Given rapidly decelerating quality of, at least, claude code output, the agentic coding use may decrease. It is insane how bad the results of background agents are now: constant hallucinations, nonsensical outputs.
The heavy users of Claude at my job disagree (me included), our work gets shipped and the quality has increased by all metrics. Are you talking about enterprise or consumer Claude subscriptions? I think they're serving drastic different quality depending on how much $ you fork up.
I don't see much sense to have hn as support thread, but here are quotes from my single claude investigation session, and that happens in every claude code session that I have, especially with 4.7
* The first agent's claim that was 3.x-only was wrong
* is nice-to-have but doesn't target our exact case as cleanly as the agent claimed.
* The agent's "direct fix for yyy" is overstated.
* not 57% as the earlier agent claimed
etc etc etc
And I forgot how many times my session with claude starts: did you read my personal CLAUDE.md and use background agents for long running operations?

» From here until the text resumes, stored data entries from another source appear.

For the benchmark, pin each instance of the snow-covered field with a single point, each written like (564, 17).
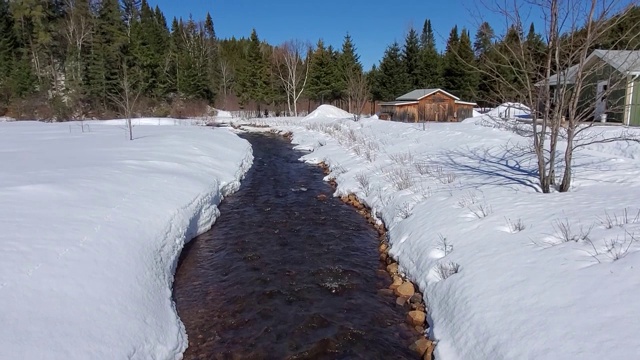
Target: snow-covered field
(92, 225)
(508, 272)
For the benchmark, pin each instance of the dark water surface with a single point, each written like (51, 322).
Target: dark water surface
(283, 275)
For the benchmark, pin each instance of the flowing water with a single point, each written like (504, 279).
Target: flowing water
(285, 275)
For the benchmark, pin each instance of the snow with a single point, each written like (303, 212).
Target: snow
(328, 112)
(92, 227)
(223, 114)
(460, 194)
(149, 121)
(509, 111)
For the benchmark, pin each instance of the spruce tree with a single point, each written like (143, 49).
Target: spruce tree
(470, 75)
(430, 60)
(348, 64)
(452, 69)
(411, 60)
(107, 53)
(8, 49)
(321, 74)
(485, 56)
(392, 79)
(253, 76)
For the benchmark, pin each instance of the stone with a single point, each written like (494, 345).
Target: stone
(416, 318)
(405, 290)
(393, 269)
(397, 281)
(416, 298)
(429, 354)
(421, 346)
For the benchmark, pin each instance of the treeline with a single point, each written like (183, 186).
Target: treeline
(66, 59)
(479, 70)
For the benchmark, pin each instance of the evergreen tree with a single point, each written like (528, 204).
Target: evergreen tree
(452, 69)
(348, 64)
(470, 76)
(106, 56)
(392, 80)
(254, 76)
(430, 60)
(321, 74)
(411, 60)
(536, 50)
(484, 40)
(8, 49)
(485, 57)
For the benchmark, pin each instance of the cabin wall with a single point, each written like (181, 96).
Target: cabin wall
(436, 107)
(615, 96)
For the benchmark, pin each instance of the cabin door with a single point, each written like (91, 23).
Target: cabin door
(601, 99)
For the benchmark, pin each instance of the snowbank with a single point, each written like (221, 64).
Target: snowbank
(328, 112)
(508, 272)
(509, 111)
(223, 114)
(149, 121)
(92, 227)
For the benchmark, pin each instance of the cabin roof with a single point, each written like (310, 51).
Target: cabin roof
(397, 103)
(625, 61)
(419, 94)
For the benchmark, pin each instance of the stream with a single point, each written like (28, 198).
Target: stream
(285, 274)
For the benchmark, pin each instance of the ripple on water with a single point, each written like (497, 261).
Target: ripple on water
(283, 275)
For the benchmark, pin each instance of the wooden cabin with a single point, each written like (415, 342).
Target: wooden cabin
(426, 105)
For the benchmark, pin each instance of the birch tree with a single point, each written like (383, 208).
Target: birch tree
(292, 69)
(559, 109)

I use enterprise subscription, max effort, was with both 4.6 and 4.7.
And please refrain from comments like "you're using it wrong", as the drop in output quality is very clear and noticeable.
Much like Windows threads with people experience strange bugs without knowing any of their workloads and tools, it's impossible to say. We've got a team of 30 using it full time, and as a member of end leadership I would be hearing if it was constantly missing expectations. It did take iterations to get here, as with everything.
Some of the usual suspects when people are getting bad results:
* Overbloated claude.md, it should not contain everything, it should be a table of contents pointing to other files
* Max effort - why? Overthinking on simpler tasks results in degraded quality, much like in humans.
* You speak of your single session but with agents reviewing other agent outputs. Without knowing your goal and your prompt, and what the agents had access to, my first inclination is that the initial request was vague, a bunch of unnecessary info was returned, and your review step caught that extra jank.
I'm not gonna bother making the joke you allude to, but every single employee I've worked with in person has had glaring holes in their setups which, once solved, dramatically reduced stuff like what you're talking about.